Results from our strong-scaling EXAALT benchmark at 32, 64, 128, and 256 nodes. The common of two naked metallic run outcomes are proven in pink, Shifter run outcomes are proven in blue, Podman container-per-process
run outcomes are proven in darkish inexperienced, and podman-exec
mode outcomes are proven in mild inexperienced with corresponding error bars.
The outcomes of the Pynamic benchmark for naked metallic (pink), Shifter (blue), podman-exec
mode (inexperienced), and Podman container-per-process
mode (light-green) over two job sizes (128 and 256 nodes) utilizing 64 duties per node. All configurations had been run thrice.
The outcomes of the MLPerf DeepCAM sturdy scaling benchmark for Shifter (blue), Podman container-per-process
(mild inexperienced), and podman-exec
mode (darkish inexperienced) over a variety of job sizes (16, 32, 64, and 128 Perlmutter GPU nodes). We separate the timing knowledge into container startup, coaching startup, and coaching runtime.
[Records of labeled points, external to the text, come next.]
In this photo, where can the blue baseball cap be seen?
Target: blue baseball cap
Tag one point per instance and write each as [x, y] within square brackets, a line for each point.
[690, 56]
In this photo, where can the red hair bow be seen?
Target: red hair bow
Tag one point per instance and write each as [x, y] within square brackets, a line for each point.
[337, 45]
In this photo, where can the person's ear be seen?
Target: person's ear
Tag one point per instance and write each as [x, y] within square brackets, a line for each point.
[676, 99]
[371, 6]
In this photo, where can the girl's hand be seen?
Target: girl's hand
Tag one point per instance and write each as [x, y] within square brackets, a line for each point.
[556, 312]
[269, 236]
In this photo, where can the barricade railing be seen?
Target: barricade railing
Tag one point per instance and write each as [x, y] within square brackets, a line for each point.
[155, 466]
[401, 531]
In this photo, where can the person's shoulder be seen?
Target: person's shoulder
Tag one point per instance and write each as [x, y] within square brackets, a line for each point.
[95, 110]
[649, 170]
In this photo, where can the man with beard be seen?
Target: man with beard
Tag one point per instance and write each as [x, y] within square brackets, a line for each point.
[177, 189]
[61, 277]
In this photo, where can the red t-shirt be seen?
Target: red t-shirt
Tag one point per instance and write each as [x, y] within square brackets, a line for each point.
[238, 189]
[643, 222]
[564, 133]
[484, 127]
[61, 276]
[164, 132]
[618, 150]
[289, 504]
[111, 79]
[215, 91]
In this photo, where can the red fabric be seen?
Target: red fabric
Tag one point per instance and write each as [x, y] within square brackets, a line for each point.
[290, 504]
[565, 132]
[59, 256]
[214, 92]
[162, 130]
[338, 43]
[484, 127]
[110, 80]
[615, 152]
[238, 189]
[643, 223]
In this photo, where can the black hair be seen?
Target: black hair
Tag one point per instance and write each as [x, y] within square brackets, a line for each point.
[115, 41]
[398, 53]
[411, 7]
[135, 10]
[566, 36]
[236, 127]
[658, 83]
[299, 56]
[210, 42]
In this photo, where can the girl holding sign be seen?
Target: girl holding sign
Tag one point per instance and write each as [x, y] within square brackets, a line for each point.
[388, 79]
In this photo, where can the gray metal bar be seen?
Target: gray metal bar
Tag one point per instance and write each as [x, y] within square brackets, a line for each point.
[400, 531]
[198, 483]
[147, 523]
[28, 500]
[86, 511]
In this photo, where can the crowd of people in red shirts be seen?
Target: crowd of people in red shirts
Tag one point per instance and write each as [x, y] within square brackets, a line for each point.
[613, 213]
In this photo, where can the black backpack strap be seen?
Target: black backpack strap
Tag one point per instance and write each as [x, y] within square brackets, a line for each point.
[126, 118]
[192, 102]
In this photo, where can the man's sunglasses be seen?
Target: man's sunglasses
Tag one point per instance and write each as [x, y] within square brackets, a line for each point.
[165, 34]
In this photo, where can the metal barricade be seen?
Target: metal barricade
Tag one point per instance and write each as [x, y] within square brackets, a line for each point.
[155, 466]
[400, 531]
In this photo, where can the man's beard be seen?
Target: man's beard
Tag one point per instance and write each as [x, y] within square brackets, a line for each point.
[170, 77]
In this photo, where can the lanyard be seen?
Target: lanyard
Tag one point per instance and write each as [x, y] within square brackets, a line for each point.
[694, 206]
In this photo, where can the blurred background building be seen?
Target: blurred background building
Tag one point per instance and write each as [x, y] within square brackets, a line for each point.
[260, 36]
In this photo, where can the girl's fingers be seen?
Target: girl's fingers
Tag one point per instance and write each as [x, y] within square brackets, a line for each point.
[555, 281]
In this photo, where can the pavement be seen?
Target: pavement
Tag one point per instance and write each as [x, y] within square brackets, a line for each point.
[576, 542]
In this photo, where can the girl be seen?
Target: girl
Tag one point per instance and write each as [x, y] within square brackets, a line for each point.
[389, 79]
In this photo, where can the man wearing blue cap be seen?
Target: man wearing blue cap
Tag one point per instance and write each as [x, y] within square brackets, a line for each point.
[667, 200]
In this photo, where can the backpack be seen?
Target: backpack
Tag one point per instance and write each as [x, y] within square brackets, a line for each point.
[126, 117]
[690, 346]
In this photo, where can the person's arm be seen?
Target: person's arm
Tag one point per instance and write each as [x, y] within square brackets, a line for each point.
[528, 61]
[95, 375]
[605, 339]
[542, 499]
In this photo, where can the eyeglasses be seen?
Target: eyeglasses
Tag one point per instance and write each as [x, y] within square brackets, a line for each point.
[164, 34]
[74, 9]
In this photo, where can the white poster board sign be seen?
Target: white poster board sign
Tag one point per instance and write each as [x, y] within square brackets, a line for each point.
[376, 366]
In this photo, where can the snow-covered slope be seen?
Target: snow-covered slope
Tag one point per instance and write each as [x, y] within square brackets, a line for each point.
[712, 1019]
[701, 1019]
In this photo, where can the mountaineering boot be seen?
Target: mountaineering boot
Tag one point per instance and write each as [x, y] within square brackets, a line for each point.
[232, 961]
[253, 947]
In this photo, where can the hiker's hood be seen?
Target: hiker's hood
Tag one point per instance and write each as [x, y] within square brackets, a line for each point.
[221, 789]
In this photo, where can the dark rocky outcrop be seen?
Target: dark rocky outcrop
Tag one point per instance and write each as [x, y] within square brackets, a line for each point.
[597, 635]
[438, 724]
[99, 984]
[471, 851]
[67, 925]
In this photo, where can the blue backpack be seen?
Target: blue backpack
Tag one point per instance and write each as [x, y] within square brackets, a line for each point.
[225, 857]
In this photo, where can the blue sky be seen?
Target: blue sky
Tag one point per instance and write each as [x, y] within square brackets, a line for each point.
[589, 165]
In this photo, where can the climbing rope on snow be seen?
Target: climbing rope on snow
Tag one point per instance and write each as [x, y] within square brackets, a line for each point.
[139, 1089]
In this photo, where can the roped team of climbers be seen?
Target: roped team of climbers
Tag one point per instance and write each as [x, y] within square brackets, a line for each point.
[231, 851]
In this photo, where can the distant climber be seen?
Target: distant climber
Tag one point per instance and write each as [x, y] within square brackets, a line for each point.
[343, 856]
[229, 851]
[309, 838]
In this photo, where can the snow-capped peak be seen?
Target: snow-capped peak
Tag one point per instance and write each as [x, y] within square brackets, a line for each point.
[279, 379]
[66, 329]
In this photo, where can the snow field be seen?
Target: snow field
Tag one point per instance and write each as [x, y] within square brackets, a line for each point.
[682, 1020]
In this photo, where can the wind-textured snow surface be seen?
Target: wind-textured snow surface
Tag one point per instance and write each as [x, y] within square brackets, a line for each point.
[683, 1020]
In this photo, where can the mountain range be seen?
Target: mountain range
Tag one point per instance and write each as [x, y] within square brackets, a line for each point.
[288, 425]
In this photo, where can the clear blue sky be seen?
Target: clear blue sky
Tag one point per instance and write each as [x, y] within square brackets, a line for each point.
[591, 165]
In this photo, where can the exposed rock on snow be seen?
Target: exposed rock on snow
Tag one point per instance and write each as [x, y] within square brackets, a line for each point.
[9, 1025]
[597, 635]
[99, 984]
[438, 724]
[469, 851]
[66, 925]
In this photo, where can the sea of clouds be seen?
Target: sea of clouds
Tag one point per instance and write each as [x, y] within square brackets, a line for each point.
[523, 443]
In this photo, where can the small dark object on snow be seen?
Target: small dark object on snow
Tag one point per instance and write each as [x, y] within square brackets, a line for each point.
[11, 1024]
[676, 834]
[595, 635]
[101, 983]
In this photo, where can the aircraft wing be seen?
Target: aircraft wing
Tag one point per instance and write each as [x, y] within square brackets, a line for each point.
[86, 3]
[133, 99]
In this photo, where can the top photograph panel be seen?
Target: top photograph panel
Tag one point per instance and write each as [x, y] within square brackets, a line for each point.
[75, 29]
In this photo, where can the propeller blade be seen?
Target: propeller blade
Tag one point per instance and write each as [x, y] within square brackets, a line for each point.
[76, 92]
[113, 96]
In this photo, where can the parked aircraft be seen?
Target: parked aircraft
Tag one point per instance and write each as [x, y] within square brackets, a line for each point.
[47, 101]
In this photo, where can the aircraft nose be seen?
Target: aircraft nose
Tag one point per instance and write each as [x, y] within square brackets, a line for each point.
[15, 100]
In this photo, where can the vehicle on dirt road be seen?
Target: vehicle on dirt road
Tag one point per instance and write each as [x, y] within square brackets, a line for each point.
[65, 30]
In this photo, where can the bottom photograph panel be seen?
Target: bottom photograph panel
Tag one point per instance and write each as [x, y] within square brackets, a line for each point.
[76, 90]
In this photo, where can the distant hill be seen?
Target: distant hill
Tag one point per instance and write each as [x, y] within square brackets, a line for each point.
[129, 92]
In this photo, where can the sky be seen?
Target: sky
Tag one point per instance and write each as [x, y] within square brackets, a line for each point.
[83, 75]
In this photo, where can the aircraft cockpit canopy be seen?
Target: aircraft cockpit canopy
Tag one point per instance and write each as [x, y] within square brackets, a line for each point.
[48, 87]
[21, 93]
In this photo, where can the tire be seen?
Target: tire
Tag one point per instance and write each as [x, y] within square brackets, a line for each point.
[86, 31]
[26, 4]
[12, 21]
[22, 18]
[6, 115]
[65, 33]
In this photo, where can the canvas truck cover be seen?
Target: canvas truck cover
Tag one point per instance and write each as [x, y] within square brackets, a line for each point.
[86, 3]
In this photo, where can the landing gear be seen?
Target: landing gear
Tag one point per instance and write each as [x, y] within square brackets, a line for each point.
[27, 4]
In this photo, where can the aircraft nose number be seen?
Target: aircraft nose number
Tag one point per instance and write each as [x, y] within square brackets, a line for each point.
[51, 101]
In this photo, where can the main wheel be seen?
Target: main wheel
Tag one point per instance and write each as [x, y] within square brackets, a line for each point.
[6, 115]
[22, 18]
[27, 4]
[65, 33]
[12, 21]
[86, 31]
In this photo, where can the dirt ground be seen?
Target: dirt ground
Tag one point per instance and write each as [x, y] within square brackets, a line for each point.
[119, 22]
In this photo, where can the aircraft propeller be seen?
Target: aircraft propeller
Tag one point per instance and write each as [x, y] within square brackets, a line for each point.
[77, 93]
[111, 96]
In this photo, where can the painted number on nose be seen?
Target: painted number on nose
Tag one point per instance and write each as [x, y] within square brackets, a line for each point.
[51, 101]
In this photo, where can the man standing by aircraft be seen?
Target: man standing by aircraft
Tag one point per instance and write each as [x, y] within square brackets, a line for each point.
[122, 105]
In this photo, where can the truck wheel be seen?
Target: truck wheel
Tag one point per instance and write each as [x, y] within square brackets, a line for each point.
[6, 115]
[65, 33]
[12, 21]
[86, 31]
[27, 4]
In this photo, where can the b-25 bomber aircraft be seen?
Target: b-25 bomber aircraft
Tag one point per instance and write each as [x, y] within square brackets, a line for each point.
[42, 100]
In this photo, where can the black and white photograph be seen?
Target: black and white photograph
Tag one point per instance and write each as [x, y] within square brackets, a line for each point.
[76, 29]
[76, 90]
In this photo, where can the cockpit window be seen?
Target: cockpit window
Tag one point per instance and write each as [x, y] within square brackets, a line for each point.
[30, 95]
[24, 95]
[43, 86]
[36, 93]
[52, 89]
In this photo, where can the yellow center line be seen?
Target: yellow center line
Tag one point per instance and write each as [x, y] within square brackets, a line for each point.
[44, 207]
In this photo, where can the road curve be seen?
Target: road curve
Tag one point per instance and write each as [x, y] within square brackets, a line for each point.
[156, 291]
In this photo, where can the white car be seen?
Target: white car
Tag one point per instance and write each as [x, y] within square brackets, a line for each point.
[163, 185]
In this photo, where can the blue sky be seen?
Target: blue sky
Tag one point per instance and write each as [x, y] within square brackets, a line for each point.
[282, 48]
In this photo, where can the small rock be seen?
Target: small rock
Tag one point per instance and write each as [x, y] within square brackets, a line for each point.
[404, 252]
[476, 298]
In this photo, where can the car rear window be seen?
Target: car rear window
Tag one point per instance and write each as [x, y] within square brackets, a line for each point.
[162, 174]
We are excited concerning the outcomes now we have seen thus far, however we nonetheless have work to do earlier than we will open Podman to all NERSC customers. To enhance the person expertise, we intention to discover including Slurm integration to take away a few of the complexity of working with nested wrapper scripts, particularly for the podman-exec
case. We additionally intention to get our podman-hpc
scripts and binaries into the Perlmutter boot photos of all nodes, so staging these to every node will not be essential. We hope to handle a few of the limitations of the OCI hook performance (for instance, the shortcoming to set setting variables) with the OCI neighborhood. Finally, our aim is to get a lot of our work upstreamed into Podman itself so the bigger Podman neighborhood can leverage our work.